« Oui, c’est une renaissance » : Fiona Ferro s’ouvre les portes du tableau principal de Roland-Garros


Il porte chance le court numéro 14. 24 heures après Lucas Pouille qui cette fois était en tribune pour encourager sa copine, Fiona Ferro s’est extirpée des trois tours de qualification pour se faire une place dans le tableau final de Roland-Garros. « C’est comme une renaissance » savoure la blonde de 26 ans. Le mot n’est pas trop fort. Il y a un an, en février 2022, Fiona Ferro a porté plainte contre son ancien entraîneur Pierre Bouteyre pour agression sexuelle et viol alors qu’elle avait entre 15 et 18 ans. L’entraîneur est mis en examen en août 2022.

« Je suis passée par énormément d’émotions ces derniers mois, pas toutes hyperpositives, confie la joueuse. Si on m’avait dit il y a quelques mois que j’allais me retrouver là, qualifiée pour le tableau final de Roland, j’aurais dit oui tout de suite. Partager ce moment avec ma famille, mes amis qui savent par quoi je suis passée, à deux pas de chez moi puisque j’habite juste à côté du stade, c’est fort, très fort en émotions. »

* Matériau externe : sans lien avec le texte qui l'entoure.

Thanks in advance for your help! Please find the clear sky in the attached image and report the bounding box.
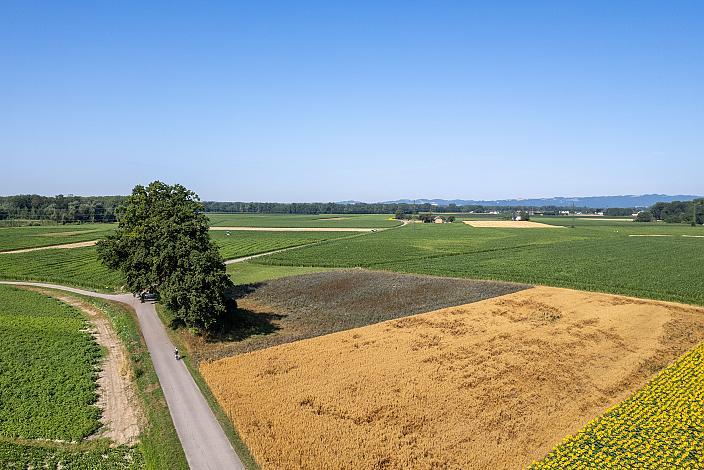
[0,0,704,201]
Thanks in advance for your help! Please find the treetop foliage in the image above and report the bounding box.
[98,181,234,331]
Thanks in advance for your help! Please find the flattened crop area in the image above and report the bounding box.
[191,269,528,360]
[201,287,704,468]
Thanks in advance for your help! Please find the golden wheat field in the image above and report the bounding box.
[201,287,704,468]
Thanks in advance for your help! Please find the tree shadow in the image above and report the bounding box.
[228,282,264,300]
[207,308,286,343]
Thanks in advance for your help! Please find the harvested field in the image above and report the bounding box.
[463,220,564,228]
[184,269,528,360]
[201,287,704,469]
[0,240,98,254]
[210,227,377,232]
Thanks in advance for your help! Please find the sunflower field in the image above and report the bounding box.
[530,343,704,470]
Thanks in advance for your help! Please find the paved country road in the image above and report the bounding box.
[0,281,244,470]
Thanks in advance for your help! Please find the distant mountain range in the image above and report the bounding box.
[339,194,702,209]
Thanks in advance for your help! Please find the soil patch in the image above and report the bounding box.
[24,287,143,445]
[188,269,528,360]
[201,287,704,469]
[464,220,565,228]
[0,240,98,254]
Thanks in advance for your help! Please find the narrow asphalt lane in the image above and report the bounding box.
[0,281,244,470]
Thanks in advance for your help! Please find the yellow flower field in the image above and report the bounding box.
[531,343,704,470]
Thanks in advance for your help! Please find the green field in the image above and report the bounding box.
[0,231,358,292]
[208,213,401,228]
[210,231,358,259]
[252,220,704,305]
[0,285,188,470]
[0,247,122,291]
[0,224,115,251]
[0,286,101,440]
[0,286,142,469]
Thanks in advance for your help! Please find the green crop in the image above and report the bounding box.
[0,247,122,291]
[0,286,101,441]
[253,222,704,304]
[0,442,144,470]
[210,230,350,259]
[208,213,401,228]
[0,224,115,251]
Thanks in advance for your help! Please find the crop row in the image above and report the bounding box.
[531,344,704,470]
[0,224,114,251]
[0,286,101,440]
[210,231,350,259]
[255,224,704,305]
[0,442,144,470]
[208,213,401,228]
[0,247,122,291]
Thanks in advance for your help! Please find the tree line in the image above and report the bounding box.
[0,194,126,223]
[647,198,704,225]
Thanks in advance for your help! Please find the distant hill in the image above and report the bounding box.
[372,194,702,209]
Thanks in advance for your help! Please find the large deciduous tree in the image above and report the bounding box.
[98,181,234,332]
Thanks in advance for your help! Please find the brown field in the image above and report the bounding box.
[201,287,704,469]
[464,220,564,228]
[185,269,529,361]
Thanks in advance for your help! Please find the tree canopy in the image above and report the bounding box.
[98,181,234,331]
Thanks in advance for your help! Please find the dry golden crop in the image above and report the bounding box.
[201,287,704,468]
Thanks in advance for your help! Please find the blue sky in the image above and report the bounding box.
[0,1,704,201]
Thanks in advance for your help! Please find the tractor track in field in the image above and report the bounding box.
[0,281,245,470]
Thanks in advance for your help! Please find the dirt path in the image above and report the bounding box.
[20,287,144,445]
[0,281,244,470]
[0,240,98,254]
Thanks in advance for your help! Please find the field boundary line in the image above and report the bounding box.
[0,281,245,469]
[0,240,100,255]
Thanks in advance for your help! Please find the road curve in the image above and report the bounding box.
[0,281,244,470]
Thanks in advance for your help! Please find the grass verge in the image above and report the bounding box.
[156,304,259,470]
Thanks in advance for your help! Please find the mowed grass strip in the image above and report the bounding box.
[0,285,101,441]
[254,222,704,305]
[201,287,704,469]
[210,231,350,259]
[531,343,704,470]
[0,224,115,252]
[208,213,401,228]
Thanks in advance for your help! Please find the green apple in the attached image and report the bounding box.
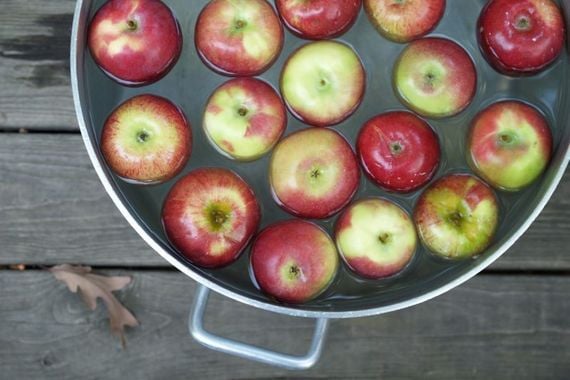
[394,38,477,118]
[467,101,552,191]
[203,78,287,161]
[335,198,418,279]
[414,174,499,259]
[281,41,366,127]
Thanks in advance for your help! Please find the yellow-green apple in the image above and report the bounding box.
[467,101,552,191]
[194,0,283,76]
[269,128,360,219]
[281,41,366,127]
[101,95,192,184]
[162,168,260,268]
[335,198,418,279]
[251,220,339,304]
[414,174,499,260]
[88,0,182,86]
[364,0,445,43]
[356,111,441,192]
[203,78,287,161]
[478,0,566,76]
[394,37,477,118]
[275,0,362,40]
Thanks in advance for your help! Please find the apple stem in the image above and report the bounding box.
[238,107,247,117]
[137,131,150,143]
[390,142,404,156]
[449,211,463,227]
[289,265,301,280]
[127,20,138,32]
[515,15,532,32]
[378,233,390,244]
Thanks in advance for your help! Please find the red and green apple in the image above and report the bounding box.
[275,0,362,40]
[203,78,287,161]
[269,128,360,219]
[478,0,566,76]
[101,95,192,184]
[281,41,366,127]
[251,220,339,304]
[335,198,418,279]
[87,0,182,86]
[414,174,499,260]
[162,168,260,268]
[357,111,441,192]
[194,0,284,76]
[394,37,477,118]
[467,101,552,191]
[364,0,445,43]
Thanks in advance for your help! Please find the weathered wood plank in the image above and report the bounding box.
[0,271,570,380]
[0,134,570,270]
[0,0,77,130]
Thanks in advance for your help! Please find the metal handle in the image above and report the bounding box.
[188,285,329,370]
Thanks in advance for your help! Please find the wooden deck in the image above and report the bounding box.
[0,0,570,380]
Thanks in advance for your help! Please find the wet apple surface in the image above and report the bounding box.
[364,0,446,43]
[478,0,566,76]
[394,37,477,118]
[203,78,287,161]
[85,0,570,311]
[101,95,192,184]
[467,101,552,191]
[194,0,283,76]
[88,0,182,86]
[162,168,260,268]
[275,0,362,40]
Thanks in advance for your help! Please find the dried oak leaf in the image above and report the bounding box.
[49,264,138,347]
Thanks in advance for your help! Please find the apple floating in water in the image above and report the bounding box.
[357,111,441,192]
[281,41,366,127]
[414,174,499,260]
[467,101,552,191]
[275,0,362,40]
[394,37,477,118]
[101,95,192,184]
[203,78,287,161]
[162,168,260,268]
[478,0,566,76]
[195,0,284,76]
[335,198,418,279]
[87,0,182,86]
[251,220,339,304]
[269,128,360,219]
[364,0,446,43]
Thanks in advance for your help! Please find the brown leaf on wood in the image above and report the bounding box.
[49,264,138,348]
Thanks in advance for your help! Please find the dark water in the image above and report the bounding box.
[85,0,570,311]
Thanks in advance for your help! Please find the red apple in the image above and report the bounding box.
[251,220,339,304]
[414,174,499,259]
[88,0,182,86]
[203,78,287,161]
[357,111,441,192]
[275,0,362,40]
[269,128,360,219]
[479,0,566,76]
[394,38,477,118]
[162,168,260,268]
[195,0,283,76]
[468,101,552,191]
[335,198,418,279]
[281,41,366,127]
[101,95,192,184]
[364,0,445,42]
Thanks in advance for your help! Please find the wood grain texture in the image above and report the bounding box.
[0,271,570,380]
[0,0,77,130]
[0,134,570,270]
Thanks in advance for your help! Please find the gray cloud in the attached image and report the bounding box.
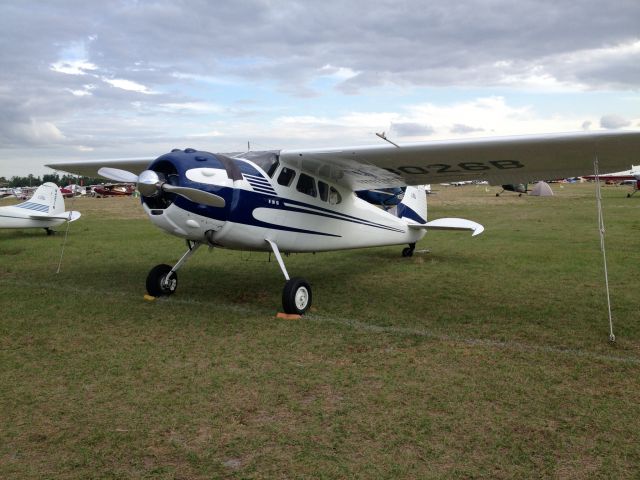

Le public, qui a encore rempli ce fameux court 14 où brillent les Françaises depuis le début de la semaine, l’a compris. Ferro a été encouragée, soutenue, aimée durant ces derniers matches et pas seulement pour son tennis. « Depuis quelques mois, raconte-t-elle sans évoquer l’affaire, j’essaie de relativiser les choses. Il y a plus grave dans la vie que perdre un point, un revers ou un coup droit sur un court. Je le sais. Même si je peux être dure envers moi-même, je me dis que ce n’est que du tennis. »

Cette histoire l’a détruite, forcément. Espoir du tennis tricolore, elle est montée jusqu’à la 39e place du classement WTA en 2020 s’offrant au passage, un 8e de finale à Roland-Garros la même année. Et puis son ancien entraîneur a tout cassé, sa vie et son tennis. Fiona Ferro est aujourd’hui classée à la 411e place mondiale, loin des standards d’une joueuse qui peut vivre de son sport. « C’est simple, dit-elle ce vendredi dans un sourire, depuis le début de l’année, jouer des tournois m’a coûté plus cher que cela m’a rapporté. J’ai été dans le rouge tout le temps. On peut rester à la 400e place mondiale mais pas trop longtemps… » Cette semaine, elle a aussi gagné au loto. Sa qualification dans le grand tableau lui assure une prime minimale de 69 000€ si elle se fait sortir au premier tour.

Pour finir sa semaine, Ferro a sorti l’Australienne Jaimee Fourlis 3/6, 6/2, 4/6. « Fourlis ne m’a rien donné, glisse Ferro. Moi j’étais tendue et j’ai perdu le fil du match au deuxième set avant de me remettre dedans dans le troisième. Je suis super heureuse. »

L’histoire a été tragique et douloureuse. Elle devient belle. Fiona Ferro est de retour dans le circuit même si tout n’est pas encore revenu : « Sur certains passages, j’ai l’impression que j’ai le même niveau que lorsque je jouais dans le Top 50. Mais à cette époque, j’étais plus stable, j’avais moins d’écart de niveau dans un même match. Si je veux, et je le veux, revenir le plus haut possible, je dois travailler ça ».

La page de l’agression sexuelle dont elle a été victime durant de trop longues années n’est pas fermée. Elle ne se fermera jamais et la cicatrice sera toujours là, douloureuse. Mais grâce à cette victoire sous un chaud soleil et devant les siens, Fiona Ferro peut commencer une autre vie. « C’était important de prouver à moi et aux autres que j’étais capable de rejouer au tennis à ce niveau là. Oui, pour moi c’est une renaissance. »

Fiona Ferro est la première Française à sortir par le haut du tournoi de qualification de Roland-Garros depuis 17 ans. La dernière fois, c’était en 2006 et les deux tricolores s’appelaient Virginie Pichet et Aravane Rezaï.